Ao permitir uma interação mais colaborativa entre os Poderes, o semipresidencialismo fomenta a atuação a partir da base normativa constitucional, desincentivando procedimentos informais que redundam na prática de atos pouco republicanos. Além disso, respeitar-se-ia a tradição brasileira de eleição direta para a Presidência da República, ao mesmo tempo que se evitaria a concentração excessiva de poder nas mãos do chefe de Estado. A implementação do semipresidencialismo permite uma relação mais harmoniosa entre o Poder Executivo e o Poder Legislativo, além de permitir a participação das minorias no programa de governo. Contribui, também, para uma redução das crises políticas, mesmo no caso em que não exista maioria que apoie o programa de governo, uma vez que existirá a possibilidade do governo de coabitação, pois é mais fácil trocar o governo e, até mesmo, o Parlamento, do que substituir um presidente por meio de um processo de impeachment. Por fim, a adoção do sistema semipresidencialista pode contribuir para reduzir a polarização política e uma menor ação do papel político do Supremo Tribunal Federal para apaziguar as divergências entre o Congresso e o Governo, podendo o presidente da República funcionar como mediador ou árbitro no sistema político. Para que essa reforma tenha sucesso, é necessário resolver previamente a fragmentação do sistema partidário — é necessário primeiro alterar o sistema eleitoral, de modo a obter uma redução muito significativa do número de partidos, e só depois fazer a reforma do sistema político.
Enquanto o Executivo se submete ao Legislativo, o Judiciário brasileiro tem sido protagonista em debates sobre os problemas do país. Por que o STF, na sua visão, se tornou tão forte?

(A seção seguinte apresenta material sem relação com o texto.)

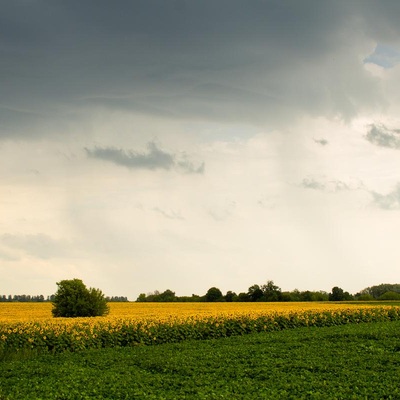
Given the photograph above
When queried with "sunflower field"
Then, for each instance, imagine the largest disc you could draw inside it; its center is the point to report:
(26, 326)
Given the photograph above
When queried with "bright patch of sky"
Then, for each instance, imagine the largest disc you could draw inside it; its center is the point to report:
(384, 55)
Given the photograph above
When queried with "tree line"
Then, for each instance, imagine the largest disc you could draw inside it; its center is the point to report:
(272, 292)
(265, 292)
(22, 298)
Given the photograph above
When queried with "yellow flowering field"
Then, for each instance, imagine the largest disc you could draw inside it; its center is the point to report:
(31, 325)
(17, 312)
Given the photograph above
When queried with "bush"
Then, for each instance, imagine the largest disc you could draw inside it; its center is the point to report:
(74, 299)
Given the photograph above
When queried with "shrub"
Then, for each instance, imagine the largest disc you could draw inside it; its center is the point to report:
(74, 299)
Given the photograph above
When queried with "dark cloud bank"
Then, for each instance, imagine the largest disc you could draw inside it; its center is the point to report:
(249, 61)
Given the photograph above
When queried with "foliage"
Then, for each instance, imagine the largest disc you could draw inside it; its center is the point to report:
(339, 362)
(338, 294)
(378, 290)
(87, 333)
(214, 294)
(390, 296)
(74, 299)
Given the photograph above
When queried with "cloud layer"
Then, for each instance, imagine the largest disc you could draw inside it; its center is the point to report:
(154, 159)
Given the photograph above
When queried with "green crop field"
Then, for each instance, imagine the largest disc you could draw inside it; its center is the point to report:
(356, 361)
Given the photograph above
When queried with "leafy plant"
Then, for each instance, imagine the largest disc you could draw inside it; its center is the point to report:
(74, 299)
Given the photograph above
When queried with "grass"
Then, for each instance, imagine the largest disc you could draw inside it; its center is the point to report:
(356, 361)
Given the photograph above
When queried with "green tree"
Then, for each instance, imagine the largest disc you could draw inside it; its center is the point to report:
(271, 291)
(214, 294)
(74, 299)
(338, 294)
(255, 293)
(230, 296)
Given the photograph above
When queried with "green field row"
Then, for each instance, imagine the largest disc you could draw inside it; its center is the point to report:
(355, 361)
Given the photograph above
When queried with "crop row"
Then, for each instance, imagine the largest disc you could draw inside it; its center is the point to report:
(89, 333)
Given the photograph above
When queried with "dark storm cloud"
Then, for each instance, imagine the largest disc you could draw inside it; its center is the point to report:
(384, 137)
(154, 158)
(254, 61)
(390, 201)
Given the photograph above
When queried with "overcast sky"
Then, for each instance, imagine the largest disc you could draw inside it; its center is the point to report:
(183, 144)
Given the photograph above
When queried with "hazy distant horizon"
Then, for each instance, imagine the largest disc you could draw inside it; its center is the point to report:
(180, 145)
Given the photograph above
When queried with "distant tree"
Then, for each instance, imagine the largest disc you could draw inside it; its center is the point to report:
(214, 294)
(255, 293)
(271, 291)
(378, 290)
(74, 299)
(364, 297)
(167, 296)
(338, 294)
(230, 296)
(141, 297)
(242, 297)
(390, 296)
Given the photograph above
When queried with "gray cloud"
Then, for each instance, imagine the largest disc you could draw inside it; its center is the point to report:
(390, 201)
(261, 62)
(322, 142)
(39, 246)
(334, 185)
(384, 137)
(170, 214)
(311, 183)
(154, 159)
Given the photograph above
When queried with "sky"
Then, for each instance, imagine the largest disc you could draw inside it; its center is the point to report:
(184, 144)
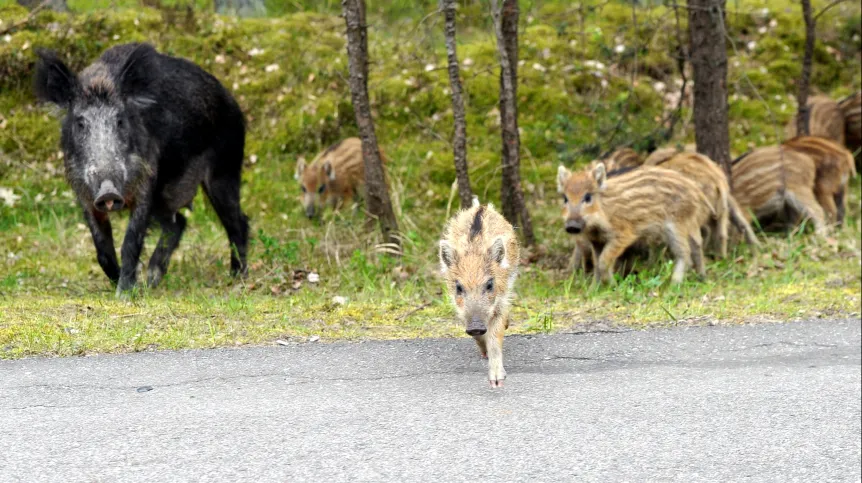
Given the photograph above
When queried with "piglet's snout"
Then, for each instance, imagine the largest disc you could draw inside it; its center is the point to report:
(574, 226)
(476, 327)
(108, 198)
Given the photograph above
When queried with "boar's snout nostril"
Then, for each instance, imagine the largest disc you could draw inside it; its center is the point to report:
(574, 227)
(108, 198)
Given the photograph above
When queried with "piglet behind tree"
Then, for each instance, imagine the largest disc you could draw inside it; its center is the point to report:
(142, 131)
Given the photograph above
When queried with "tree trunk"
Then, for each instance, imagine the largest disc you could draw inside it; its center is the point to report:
(708, 54)
(459, 139)
(377, 198)
(512, 197)
(58, 5)
(242, 8)
(805, 78)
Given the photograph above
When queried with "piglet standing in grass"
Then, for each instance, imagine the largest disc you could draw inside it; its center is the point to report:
(142, 131)
(479, 257)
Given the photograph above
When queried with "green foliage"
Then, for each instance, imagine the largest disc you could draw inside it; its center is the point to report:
(289, 74)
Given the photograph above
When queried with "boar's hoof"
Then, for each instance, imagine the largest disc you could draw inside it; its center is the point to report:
(154, 276)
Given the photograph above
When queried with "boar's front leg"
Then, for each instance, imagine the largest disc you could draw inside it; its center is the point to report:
(172, 231)
(134, 242)
(103, 239)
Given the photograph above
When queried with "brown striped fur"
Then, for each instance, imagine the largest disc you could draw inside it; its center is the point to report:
(825, 120)
(663, 154)
(775, 183)
(479, 258)
(835, 167)
(713, 182)
(336, 174)
(648, 204)
(851, 108)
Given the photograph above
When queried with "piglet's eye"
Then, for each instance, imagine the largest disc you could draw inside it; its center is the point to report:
(489, 286)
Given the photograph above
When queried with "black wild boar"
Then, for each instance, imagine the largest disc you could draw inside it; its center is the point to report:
(142, 131)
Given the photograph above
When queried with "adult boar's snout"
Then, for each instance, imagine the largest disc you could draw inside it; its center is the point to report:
(108, 198)
(574, 226)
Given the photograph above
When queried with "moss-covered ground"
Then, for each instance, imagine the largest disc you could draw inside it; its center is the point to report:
(289, 74)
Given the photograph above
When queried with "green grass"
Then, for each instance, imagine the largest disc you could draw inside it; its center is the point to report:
(54, 299)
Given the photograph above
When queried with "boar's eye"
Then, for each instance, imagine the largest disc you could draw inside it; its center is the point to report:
(489, 286)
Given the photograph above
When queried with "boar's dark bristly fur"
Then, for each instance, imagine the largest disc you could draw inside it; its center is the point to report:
(142, 131)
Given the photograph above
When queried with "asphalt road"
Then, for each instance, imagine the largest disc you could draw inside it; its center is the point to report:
(777, 402)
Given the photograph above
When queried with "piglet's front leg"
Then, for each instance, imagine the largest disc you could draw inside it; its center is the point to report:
(494, 343)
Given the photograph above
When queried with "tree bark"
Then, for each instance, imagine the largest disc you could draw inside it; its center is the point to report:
(58, 5)
(708, 54)
(512, 197)
(242, 8)
(377, 198)
(459, 138)
(805, 78)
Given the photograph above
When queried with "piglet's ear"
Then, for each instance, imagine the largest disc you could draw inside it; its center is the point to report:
(448, 256)
(54, 82)
(497, 252)
(563, 175)
(300, 168)
(138, 76)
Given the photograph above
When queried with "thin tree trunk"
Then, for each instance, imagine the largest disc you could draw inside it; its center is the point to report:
(512, 197)
(459, 139)
(377, 199)
(708, 55)
(805, 78)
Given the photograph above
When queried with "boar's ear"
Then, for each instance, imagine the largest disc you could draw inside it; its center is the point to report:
(497, 252)
(600, 175)
(54, 82)
(562, 176)
(330, 173)
(300, 168)
(138, 75)
(448, 256)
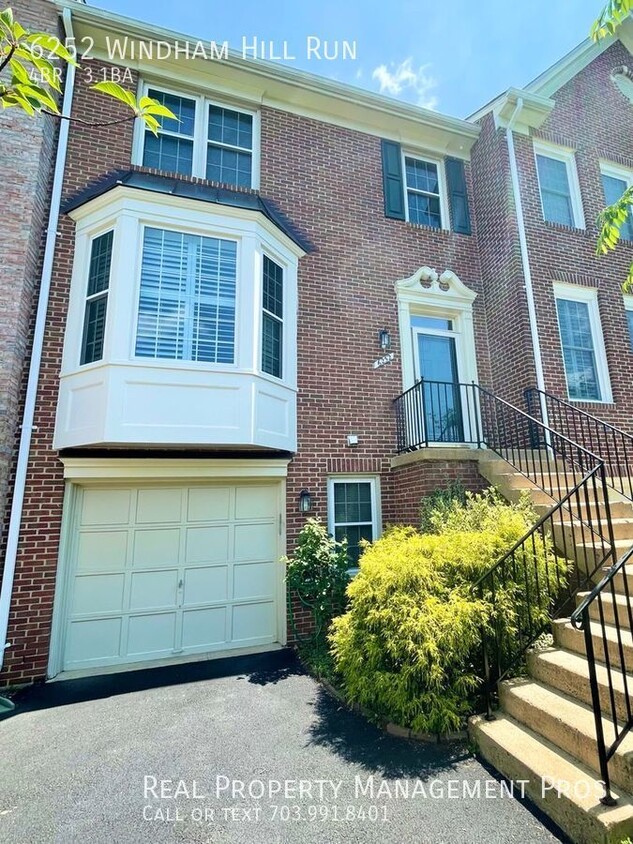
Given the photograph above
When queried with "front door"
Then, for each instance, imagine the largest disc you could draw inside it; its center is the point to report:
(437, 367)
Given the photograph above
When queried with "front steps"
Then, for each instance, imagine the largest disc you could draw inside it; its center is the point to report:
(544, 730)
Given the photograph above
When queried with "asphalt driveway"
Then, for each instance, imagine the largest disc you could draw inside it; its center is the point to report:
(243, 750)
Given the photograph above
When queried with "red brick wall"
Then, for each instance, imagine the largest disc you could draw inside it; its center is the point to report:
(27, 145)
(593, 117)
(414, 482)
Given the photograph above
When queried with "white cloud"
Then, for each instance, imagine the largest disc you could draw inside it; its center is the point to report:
(404, 81)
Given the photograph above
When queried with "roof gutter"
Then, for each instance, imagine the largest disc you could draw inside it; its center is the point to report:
(15, 521)
(525, 258)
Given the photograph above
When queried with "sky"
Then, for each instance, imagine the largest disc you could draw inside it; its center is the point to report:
(453, 57)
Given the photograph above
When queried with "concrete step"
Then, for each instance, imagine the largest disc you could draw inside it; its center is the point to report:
(567, 724)
(574, 800)
(619, 510)
(566, 636)
(609, 608)
(569, 673)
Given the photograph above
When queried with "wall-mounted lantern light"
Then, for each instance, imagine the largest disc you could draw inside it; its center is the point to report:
(384, 338)
(305, 501)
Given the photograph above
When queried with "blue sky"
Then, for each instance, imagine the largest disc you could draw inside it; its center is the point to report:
(452, 57)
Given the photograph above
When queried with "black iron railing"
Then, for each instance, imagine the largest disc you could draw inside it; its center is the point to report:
(539, 578)
(606, 618)
(613, 445)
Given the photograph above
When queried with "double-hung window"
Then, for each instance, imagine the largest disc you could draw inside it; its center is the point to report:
(187, 298)
(353, 512)
(97, 298)
(558, 184)
(207, 140)
(172, 149)
(424, 192)
(582, 344)
(272, 318)
(614, 182)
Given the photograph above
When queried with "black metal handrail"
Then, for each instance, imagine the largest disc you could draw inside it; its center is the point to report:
(611, 700)
(539, 578)
(613, 445)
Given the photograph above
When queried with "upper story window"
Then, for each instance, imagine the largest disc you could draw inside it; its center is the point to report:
(272, 318)
(172, 149)
(186, 306)
(424, 194)
(230, 153)
(96, 298)
(558, 184)
(584, 355)
(208, 140)
(614, 182)
(422, 189)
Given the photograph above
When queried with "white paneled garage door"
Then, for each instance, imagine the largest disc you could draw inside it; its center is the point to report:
(167, 571)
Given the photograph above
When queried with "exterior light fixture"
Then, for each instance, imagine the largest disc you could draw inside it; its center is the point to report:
(305, 501)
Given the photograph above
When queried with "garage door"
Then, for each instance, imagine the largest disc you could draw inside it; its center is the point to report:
(170, 571)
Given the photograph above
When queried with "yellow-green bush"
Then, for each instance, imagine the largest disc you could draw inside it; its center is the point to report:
(408, 648)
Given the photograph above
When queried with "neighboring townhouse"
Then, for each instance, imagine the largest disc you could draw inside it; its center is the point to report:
(236, 304)
(28, 148)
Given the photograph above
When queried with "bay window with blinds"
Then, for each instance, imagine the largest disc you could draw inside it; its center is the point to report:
(182, 327)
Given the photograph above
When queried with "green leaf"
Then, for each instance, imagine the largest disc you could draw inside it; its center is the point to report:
(52, 44)
(20, 73)
(113, 89)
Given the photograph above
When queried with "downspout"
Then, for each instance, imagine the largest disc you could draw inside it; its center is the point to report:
(525, 259)
(15, 520)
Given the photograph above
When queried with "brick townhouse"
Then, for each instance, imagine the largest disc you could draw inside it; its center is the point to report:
(235, 305)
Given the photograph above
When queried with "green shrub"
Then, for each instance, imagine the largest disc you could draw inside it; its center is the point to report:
(317, 573)
(408, 648)
(439, 501)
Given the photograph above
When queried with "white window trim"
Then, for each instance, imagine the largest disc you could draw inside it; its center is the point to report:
(200, 135)
(628, 306)
(616, 172)
(589, 295)
(441, 177)
(376, 523)
(568, 157)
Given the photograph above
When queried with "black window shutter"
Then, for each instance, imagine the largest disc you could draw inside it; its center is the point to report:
(458, 195)
(392, 180)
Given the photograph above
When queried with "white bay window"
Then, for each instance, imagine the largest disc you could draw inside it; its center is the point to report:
(181, 325)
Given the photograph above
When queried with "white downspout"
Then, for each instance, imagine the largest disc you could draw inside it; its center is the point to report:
(525, 259)
(15, 520)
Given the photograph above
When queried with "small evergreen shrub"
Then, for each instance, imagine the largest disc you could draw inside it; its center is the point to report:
(317, 573)
(409, 647)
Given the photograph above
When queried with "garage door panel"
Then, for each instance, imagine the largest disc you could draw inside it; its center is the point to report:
(155, 547)
(209, 504)
(163, 571)
(254, 580)
(102, 551)
(204, 627)
(98, 594)
(255, 542)
(207, 544)
(253, 622)
(159, 505)
(105, 506)
(153, 589)
(255, 502)
(95, 640)
(151, 634)
(206, 585)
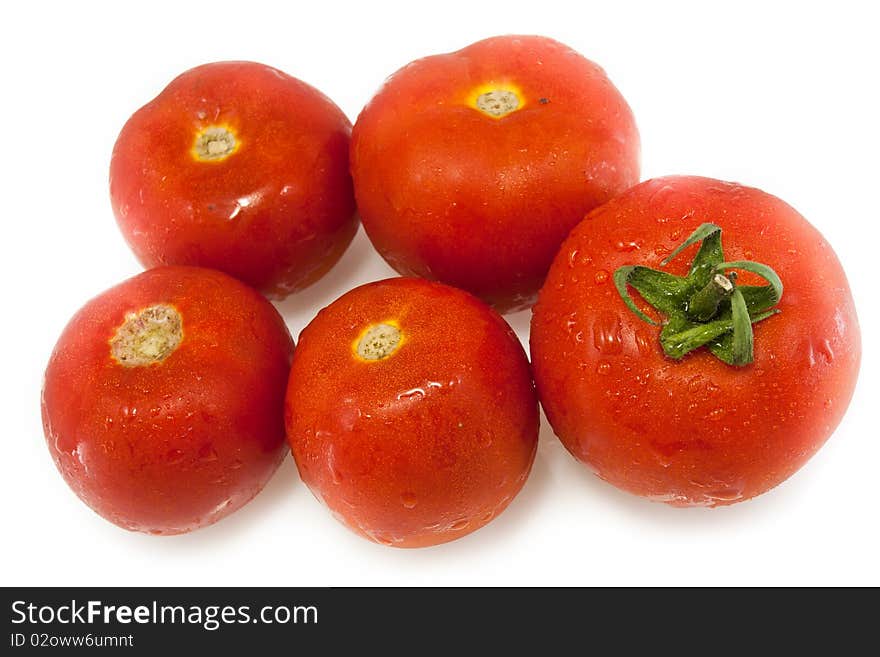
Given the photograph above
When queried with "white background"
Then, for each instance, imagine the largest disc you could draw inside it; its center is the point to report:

Penso que a força do STF advém, em grande medida, da qualidade dos seus 11 membros. São personalidades prestigiadas, com vida profissional e social relevante e, por isso mesmo, geradores de enorme respeitabilidade e prestígio. São os protagonistas do regime político-partidário que, inúmeras vezes, recorrem ao STF para dirimir conflitos e reduzir a conflitualidade.
Como vê os ataques dos bolsonaristas a ministros do Supremo Tribunal Federal e à própria Suprema Corte brasileira?
Com óbvia preocupação. Qualquer ataque a órgãos de soberania, seja ele qual for, e parta o mesmo de quem partir, não é bom para a democracia, enfranquecendo-a e tornando-a mais vulnerável.
Na sua visão, o atentado a Trump fez dele um candidato imbatível nas eleições norte-americanas?
Imbatível, não sei, aliás ninguém sabe. Mas que o tornou ainda mais forte, com certeza que sim, pelo menos, é isso que as sondagens têm confirmado.
Kamala Harris tem mais possibilidades de derrotar Trump do que o presidente Joe Biden?
Pelo menos, pese um certo apagamento a que o seu cargo foi votado nestes últimos anos, Kamala Harris aparenta ser uma candidata menos vulnerável que Joe Biden. Se isso chega para derrotar Donald Trump, a que tudo tem corrido bem nos últimos dias, é uma incógnita cujo desfecho ninguém poderá adivinhar. A política é feita de surpresas e o que hoje aparenta ser verdade, amanhã pode não passar de uma mentira.
Acredita que uma eventual vitória de Donald Trump nos Estados Unidos fortaleceria o bolsonarismo no Brasil?
Aprendi ao longo dos anos que estou na política que um dos fatores que a caraterizam é a imprevisibilidade. Na política o 1+1 não somam necessariamente 2, tal como não se reduz a preto e branco.